In [27]:
import pandas as pd
import re
from nltk.corpus import stopwords
from nltk.tokenize import word_tokenize
import nltk
from nltk.stem import PorterStemmer

# Download necessary NLTK data
nltk.download('punkt')
nltk.download('stopwords')
nltk.download('punkt_tab')

def preprocess_text(text):
    """
    Clean and preprocess the text.
    """
    # Convert to lowercase
    text = text.lower()
    # Remove URLs
    text = re.sub(r"http\S+|www\S+|https\S+", '', text, flags=re.MULTILINE)
    # Remove punctuation
    text = re.sub(r"[^\w\s]", '', text)
    # Remove numbers
    text = re.sub(r"\d+", '', text)
    # Tokenize
    words = word_tokenize(text)
    # Remove stopwords
    stop_words = set(stopwords.words('english'))
    words = [word for word in words if word not in stop_words]

    # apply stemming
    words = stem_words(words)

    # Join words back into a single string
    return " ".join(words)

def encode_labels(df, label_mapping):
    """
    Encode the labels in the dataset based on the provided mapping.
    """
    df['Category'] = df['Category'].map(label_mapping)
    return df

def remove_null_values(df):
    """
    Remove rows with null values in 'Discussion' or 'Category'.
    """
    df = df.dropna(subset=['Discussion', 'Category'])
    return df

def preprocess_dataset(dataset_path, label_mapping):
    """
    Main function to preprocess the dataset.
    """
    # Load the dataset
    df = pd.read_csv(dataset_path)
    
    # Step 1: Remove rows with null values
    df = remove_null_values(df)
    
    # Step 2: Clean and preprocess text
    df['Discussion'] = df['Discussion'].apply(preprocess_text)
    
    # Step 3: Encode labels
    df = encode_labels(df, label_mapping)
    
    return df


def stem_words(words):
    stemmer = PorterStemmer()
    return [stemmer.stem(word) for word in words]
# Example usage
if __name__ == "__main__":
    label_mapping = {
        "Politics": 0,
        "Sports": 1,
        "Media": 2,
        "Market & Economy": 3,
        "STEM": 4
    }
    
    dataset_path = "train.csv"  
    preprocessed_data = preprocess_dataset(dataset_path, label_mapping)
    
    # Save the preprocessed data to a new CSV file
    preprocessed_data.to_csv("preprocessed_dataset.csv", index=False)
    
    print("Preprocessing complete.
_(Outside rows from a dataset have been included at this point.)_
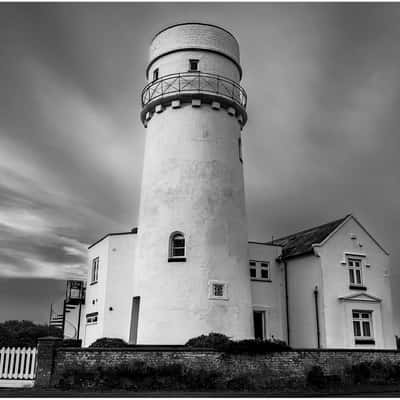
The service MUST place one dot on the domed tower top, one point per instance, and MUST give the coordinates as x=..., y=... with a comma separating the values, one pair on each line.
x=195, y=36
x=194, y=61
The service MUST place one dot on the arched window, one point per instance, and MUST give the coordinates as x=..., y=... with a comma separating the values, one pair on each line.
x=177, y=247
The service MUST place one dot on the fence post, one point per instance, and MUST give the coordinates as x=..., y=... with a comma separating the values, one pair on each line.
x=45, y=360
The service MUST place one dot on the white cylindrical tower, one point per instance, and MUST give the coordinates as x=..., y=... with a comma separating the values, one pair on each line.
x=191, y=269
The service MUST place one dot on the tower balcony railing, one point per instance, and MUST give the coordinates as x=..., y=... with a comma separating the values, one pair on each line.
x=194, y=82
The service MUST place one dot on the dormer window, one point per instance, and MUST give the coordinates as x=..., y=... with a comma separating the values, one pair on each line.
x=193, y=65
x=355, y=272
x=155, y=74
x=177, y=247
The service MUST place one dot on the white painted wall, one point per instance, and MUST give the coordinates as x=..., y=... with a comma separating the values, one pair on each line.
x=119, y=286
x=193, y=183
x=304, y=273
x=96, y=293
x=336, y=284
x=270, y=296
x=113, y=289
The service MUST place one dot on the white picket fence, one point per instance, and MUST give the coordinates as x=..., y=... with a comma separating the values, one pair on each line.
x=17, y=366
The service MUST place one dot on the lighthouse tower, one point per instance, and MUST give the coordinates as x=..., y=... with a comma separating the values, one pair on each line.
x=191, y=266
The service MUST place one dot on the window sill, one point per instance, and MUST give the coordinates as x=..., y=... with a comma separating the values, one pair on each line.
x=176, y=259
x=364, y=341
x=356, y=287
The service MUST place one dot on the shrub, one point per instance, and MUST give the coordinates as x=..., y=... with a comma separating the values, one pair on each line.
x=255, y=346
x=109, y=342
x=221, y=342
x=212, y=340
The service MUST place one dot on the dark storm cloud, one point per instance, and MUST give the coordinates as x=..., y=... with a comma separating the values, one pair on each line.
x=321, y=140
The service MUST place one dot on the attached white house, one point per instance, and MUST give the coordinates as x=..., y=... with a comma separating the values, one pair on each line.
x=324, y=287
x=336, y=288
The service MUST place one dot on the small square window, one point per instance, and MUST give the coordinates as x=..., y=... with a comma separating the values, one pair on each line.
x=193, y=65
x=92, y=318
x=264, y=273
x=218, y=290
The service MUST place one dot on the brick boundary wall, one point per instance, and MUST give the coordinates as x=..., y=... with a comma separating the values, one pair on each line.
x=276, y=369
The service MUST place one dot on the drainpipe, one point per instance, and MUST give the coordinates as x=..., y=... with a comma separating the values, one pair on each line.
x=287, y=302
x=317, y=315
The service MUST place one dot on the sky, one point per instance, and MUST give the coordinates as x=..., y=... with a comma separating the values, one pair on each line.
x=323, y=85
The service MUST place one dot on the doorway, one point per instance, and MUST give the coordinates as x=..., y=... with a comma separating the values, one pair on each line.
x=134, y=320
x=259, y=324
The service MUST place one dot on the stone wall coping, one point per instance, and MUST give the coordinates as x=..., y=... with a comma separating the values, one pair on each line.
x=49, y=339
x=344, y=350
x=139, y=348
x=184, y=349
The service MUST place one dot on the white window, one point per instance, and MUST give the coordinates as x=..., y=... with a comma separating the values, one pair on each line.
x=193, y=65
x=362, y=326
x=218, y=290
x=92, y=318
x=177, y=246
x=95, y=270
x=355, y=271
x=259, y=270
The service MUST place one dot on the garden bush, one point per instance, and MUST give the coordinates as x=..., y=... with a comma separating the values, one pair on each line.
x=221, y=342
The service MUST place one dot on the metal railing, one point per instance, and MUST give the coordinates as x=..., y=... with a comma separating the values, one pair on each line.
x=194, y=82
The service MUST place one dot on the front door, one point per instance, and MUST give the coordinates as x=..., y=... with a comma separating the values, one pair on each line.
x=259, y=324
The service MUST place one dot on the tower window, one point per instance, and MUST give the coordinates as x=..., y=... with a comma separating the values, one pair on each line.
x=95, y=270
x=193, y=65
x=177, y=247
x=155, y=74
x=240, y=149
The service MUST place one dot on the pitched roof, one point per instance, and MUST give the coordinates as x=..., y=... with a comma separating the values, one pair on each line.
x=301, y=242
x=133, y=231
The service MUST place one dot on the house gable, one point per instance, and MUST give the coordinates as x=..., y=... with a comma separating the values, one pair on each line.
x=341, y=225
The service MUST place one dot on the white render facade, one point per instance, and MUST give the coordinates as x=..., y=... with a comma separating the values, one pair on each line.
x=189, y=269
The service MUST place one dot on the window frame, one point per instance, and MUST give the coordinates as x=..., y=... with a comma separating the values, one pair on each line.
x=95, y=316
x=211, y=290
x=94, y=278
x=156, y=74
x=172, y=248
x=360, y=320
x=194, y=60
x=260, y=266
x=355, y=272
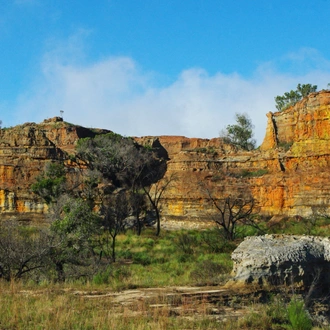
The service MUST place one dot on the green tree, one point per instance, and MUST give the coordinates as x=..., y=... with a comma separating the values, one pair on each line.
x=292, y=97
x=73, y=240
x=50, y=184
x=240, y=134
x=122, y=163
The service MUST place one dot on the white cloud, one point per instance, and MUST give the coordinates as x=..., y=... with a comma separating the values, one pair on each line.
x=114, y=93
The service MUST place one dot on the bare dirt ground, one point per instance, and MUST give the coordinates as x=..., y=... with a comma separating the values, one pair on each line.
x=190, y=302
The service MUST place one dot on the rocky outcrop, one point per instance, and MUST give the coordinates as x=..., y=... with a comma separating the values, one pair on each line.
x=282, y=259
x=24, y=151
x=288, y=175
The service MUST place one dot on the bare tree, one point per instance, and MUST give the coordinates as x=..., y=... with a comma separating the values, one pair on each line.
x=114, y=211
x=154, y=194
x=232, y=211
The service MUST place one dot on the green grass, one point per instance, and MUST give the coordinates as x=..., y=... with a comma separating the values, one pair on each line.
x=169, y=259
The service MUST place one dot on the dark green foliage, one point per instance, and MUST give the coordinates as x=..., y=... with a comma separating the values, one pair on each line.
x=73, y=237
x=51, y=183
x=298, y=316
x=292, y=97
x=119, y=159
x=22, y=252
x=240, y=134
x=216, y=242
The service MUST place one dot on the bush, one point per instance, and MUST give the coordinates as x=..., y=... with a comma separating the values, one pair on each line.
x=298, y=316
x=142, y=258
x=102, y=277
x=216, y=242
x=186, y=242
x=208, y=272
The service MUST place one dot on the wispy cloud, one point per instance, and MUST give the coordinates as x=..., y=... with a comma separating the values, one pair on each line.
x=114, y=93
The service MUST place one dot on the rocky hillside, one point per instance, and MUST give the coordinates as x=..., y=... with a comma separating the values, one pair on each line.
x=287, y=175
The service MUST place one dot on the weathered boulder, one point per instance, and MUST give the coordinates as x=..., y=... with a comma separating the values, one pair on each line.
x=282, y=259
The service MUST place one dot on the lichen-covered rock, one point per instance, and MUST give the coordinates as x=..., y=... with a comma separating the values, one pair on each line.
x=281, y=259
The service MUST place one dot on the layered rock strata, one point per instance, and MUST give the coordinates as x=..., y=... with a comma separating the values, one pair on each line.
x=288, y=175
x=282, y=259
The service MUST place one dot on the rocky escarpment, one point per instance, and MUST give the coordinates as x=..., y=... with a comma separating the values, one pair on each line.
x=282, y=259
x=24, y=151
x=288, y=175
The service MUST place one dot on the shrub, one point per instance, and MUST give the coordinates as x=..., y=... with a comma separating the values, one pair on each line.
x=186, y=243
x=207, y=272
x=102, y=277
x=142, y=258
x=216, y=242
x=298, y=316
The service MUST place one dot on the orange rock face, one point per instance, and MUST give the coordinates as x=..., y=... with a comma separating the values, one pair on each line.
x=287, y=175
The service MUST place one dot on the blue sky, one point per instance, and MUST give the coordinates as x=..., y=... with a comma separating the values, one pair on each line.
x=153, y=67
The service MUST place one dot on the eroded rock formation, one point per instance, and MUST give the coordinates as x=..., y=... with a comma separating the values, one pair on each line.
x=288, y=175
x=282, y=259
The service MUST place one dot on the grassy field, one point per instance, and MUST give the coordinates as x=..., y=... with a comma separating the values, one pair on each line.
x=174, y=259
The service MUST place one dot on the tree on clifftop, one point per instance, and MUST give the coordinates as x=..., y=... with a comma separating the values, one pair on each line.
x=240, y=134
x=292, y=97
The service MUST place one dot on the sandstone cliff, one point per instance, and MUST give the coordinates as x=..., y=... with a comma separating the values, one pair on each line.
x=287, y=175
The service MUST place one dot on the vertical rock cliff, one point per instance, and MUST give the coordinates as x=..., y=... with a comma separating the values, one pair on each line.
x=287, y=175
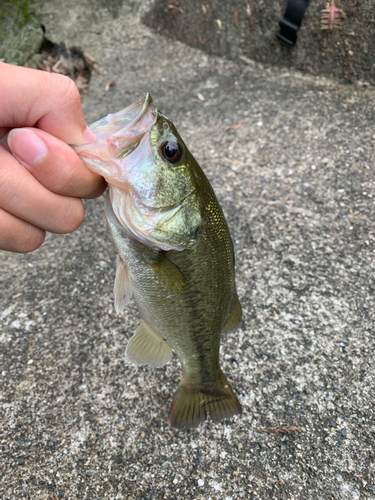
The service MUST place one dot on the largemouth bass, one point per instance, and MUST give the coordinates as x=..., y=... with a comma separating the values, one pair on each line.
x=175, y=255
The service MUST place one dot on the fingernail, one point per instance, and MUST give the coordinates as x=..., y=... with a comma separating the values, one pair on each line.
x=27, y=145
x=88, y=136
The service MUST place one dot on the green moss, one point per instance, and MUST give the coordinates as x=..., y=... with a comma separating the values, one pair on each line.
x=21, y=31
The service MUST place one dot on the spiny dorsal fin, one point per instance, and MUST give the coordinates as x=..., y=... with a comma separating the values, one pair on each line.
x=234, y=318
x=122, y=288
x=147, y=348
x=169, y=275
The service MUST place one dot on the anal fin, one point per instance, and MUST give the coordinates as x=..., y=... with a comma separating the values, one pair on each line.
x=147, y=348
x=122, y=288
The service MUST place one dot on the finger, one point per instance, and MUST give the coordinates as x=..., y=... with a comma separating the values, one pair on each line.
x=23, y=196
x=54, y=164
x=17, y=235
x=51, y=102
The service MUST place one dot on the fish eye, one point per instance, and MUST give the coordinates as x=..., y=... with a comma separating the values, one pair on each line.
x=171, y=151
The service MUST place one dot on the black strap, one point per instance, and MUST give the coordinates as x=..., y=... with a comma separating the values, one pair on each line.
x=292, y=20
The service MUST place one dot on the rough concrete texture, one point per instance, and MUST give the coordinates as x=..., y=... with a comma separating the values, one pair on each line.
x=237, y=28
x=290, y=158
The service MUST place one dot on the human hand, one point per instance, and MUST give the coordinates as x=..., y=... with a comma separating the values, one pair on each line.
x=42, y=179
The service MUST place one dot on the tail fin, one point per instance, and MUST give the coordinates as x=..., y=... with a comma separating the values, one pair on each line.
x=192, y=404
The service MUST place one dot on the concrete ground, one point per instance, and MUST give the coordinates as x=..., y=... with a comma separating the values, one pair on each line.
x=291, y=160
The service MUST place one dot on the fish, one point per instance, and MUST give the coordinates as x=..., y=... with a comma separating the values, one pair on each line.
x=175, y=255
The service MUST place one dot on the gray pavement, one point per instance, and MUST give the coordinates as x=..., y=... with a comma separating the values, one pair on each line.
x=291, y=160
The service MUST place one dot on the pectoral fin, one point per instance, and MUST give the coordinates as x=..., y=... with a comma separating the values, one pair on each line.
x=234, y=318
x=168, y=274
x=122, y=288
x=147, y=348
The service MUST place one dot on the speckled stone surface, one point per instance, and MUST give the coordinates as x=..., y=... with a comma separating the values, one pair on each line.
x=291, y=160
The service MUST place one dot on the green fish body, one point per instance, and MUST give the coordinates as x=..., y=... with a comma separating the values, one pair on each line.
x=175, y=255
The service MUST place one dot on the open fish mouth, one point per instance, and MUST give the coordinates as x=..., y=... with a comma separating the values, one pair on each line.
x=130, y=121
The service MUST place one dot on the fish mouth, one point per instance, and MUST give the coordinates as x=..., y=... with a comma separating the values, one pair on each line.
x=134, y=113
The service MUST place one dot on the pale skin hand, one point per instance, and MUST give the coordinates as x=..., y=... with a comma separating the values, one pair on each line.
x=42, y=180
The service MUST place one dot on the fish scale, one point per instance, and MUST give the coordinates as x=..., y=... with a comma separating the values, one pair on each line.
x=176, y=255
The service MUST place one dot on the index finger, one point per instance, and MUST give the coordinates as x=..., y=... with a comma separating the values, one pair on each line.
x=51, y=103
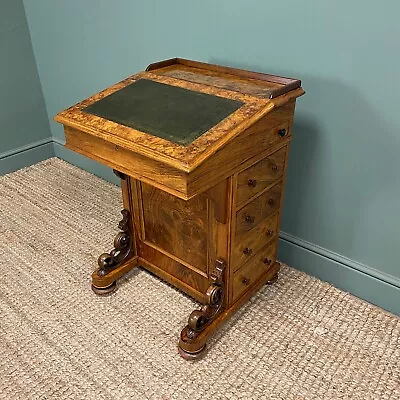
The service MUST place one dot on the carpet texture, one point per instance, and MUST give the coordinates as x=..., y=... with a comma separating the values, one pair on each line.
x=299, y=339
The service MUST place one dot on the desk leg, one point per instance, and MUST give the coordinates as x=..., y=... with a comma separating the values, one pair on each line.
x=118, y=262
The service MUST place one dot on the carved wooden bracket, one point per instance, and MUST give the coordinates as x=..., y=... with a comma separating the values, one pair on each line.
x=123, y=247
x=199, y=319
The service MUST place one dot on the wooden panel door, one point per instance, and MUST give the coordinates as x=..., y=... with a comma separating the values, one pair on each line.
x=177, y=228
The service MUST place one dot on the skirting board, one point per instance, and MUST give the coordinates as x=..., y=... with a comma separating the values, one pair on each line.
x=361, y=281
x=83, y=162
x=348, y=275
x=22, y=157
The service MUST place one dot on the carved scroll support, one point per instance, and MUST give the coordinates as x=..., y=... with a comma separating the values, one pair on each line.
x=112, y=265
x=192, y=341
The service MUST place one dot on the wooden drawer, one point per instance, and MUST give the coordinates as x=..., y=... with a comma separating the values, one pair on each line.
x=259, y=176
x=248, y=244
x=254, y=212
x=252, y=271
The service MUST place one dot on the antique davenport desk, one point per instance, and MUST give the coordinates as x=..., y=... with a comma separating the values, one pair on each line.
x=201, y=151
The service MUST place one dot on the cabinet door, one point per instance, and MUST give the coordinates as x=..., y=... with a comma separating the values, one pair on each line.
x=177, y=228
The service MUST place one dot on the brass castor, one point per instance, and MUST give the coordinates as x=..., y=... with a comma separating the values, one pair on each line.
x=191, y=356
x=273, y=279
x=106, y=290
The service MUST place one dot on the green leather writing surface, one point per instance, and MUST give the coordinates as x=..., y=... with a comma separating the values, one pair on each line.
x=173, y=113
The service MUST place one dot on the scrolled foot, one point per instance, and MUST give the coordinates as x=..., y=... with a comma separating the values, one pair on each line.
x=106, y=290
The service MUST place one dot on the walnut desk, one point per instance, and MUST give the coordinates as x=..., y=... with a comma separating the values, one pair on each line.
x=201, y=151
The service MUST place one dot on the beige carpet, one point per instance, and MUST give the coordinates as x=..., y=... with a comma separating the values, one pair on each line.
x=300, y=339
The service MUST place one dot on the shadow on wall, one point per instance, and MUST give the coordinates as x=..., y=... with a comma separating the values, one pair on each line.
x=342, y=172
x=342, y=177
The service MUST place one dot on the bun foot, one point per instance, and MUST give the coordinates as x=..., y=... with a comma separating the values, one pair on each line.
x=273, y=279
x=191, y=356
x=106, y=290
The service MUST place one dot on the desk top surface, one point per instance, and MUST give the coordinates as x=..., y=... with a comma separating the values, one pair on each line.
x=180, y=111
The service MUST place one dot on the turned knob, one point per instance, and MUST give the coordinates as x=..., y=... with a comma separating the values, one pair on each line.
x=282, y=132
x=252, y=182
x=250, y=219
x=247, y=251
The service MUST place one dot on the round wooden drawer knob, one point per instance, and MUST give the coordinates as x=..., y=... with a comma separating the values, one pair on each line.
x=252, y=183
x=282, y=132
x=247, y=251
x=250, y=219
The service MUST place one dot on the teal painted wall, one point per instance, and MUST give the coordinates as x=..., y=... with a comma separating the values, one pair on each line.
x=24, y=125
x=343, y=186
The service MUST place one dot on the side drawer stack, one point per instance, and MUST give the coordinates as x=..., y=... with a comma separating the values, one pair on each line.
x=258, y=199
Preprocessed data saved to 'preprocessed_dataset.csv'.")


[nltk_data] Downloading package punkt to
[nltk_data]     C:\Users\ATN\AppData\Roaming\nltk_data...
[nltk_data]   Package punkt is already up-to-date!
[nltk_data] Downloading package stopwords to
[nltk_data]     C:\Users\ATN\AppData\Roaming\nltk_data...
[nltk_data]   Package stopwords is already up-to-date!
[nltk_data] Downloading package punkt_tab to
[nltk_data]     C:\Users\ATN\AppData\Roaming\nltk_data...
[nltk_data]   Package punkt_tab is already up-to-date!


Preprocessing complete. Preprocessed data saved to 'preprocessed_dataset.csv'.